Oswald Chambers was born in Aberdeen in 24 July 1874.
The infant Oswald moved from Aberdeen with his father Rev. Clarence Chambers, a Kent born baptist minister (without charge) his mother Hannah (née Bullock) three brothers and three sisters to Newcastle Road, Stoke on Trent in 1876 where the family still lived at the 1881 Census at 15 Newcastle Road, Stoke on Trent with the addition of one 15 year old live-in domestic servant 'Alice'.
The Chambers family then moved to London in 1889 - they were living in Camberwell at the time of the 1891 Census at 114 Grafton Road. Oswald was baptised when he was 16. From 1893 he studied art at the National Art Training School now the Royal College of Arts; he was offered a scholarship to stay on but turned it down.
Instead he went to Edinburgh where he continued his studies only to transfer his interests to theology which he studied at Dunoon College, Glasgow and developed his skills as an evangelist preacher.
In 1906 Oswald went to Japan to preach followed by the United States in 1907 returning to Britain in 1908. A passionate speaker he took a philosophical position on ‘speaking with tongues’ and on returning to the US met his future wife Gertrude Hobbs, who was known to her friends as ‘Biddy’. They married at Eltham Park Baptist Church in 25 May 1910.
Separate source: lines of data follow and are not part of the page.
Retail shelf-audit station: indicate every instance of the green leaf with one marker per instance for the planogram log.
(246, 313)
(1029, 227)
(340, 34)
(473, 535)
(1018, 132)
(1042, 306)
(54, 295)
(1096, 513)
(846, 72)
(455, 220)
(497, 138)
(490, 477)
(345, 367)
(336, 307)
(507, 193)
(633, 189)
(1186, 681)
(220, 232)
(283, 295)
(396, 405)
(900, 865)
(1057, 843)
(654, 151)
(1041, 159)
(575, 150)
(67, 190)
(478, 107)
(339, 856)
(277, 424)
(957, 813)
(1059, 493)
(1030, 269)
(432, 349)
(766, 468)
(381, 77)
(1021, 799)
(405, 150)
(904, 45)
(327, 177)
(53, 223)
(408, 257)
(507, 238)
From 1911, and at the 1911 Census, Oswald ran the Bible Training College, which he had founded, in Clapham Common. The institution was known for its generosity.
They lived at 45 North Side, Clapham Common, a 16 Room Bible Training Centre with his wife, domestic servants (a married couple with the roles of butler and cook with their three young children and their nurse maid) and a number of visitors.
Oswald and Biddy had a daughter Kathleen in May 1913.
With the outbreak of war Oswald eventually took on chaplaincy duties in 1915.
In October 1916, Oswald took a post as the YMCA chaplain in Egypt where he ran a popular bible studies course for Australian soldiers; he operated a policy, not popular with the YMCA authorities, of using an honesty box to take contributions rather than expecting soldiers to pay for their refreshments.
The following October 1917 Oswald developed intense abdominal pain but resisted going to a hospital as he didn’t want to take up a bed needed by a gravely injured or ill soldier. On 29 October, a surgeon performed an emergency appendectomy but a few weeks latter on 15 November 1917 Oswald suffered from a pulmonary hemorrhage and died at 7:00 am that morning.
He was buried in Cairo with full military honour in the Cairo War Memorial Cemetery Cairo, El Qahira, Egypt
After his death his wife Biddy transcribed Oswald’s sermons and teachings into pamphlets and some 30 books and it is these, most especially ‘My Utmost for his Highest’ a daily devotional, was translated into 39 languages and has never been out of print.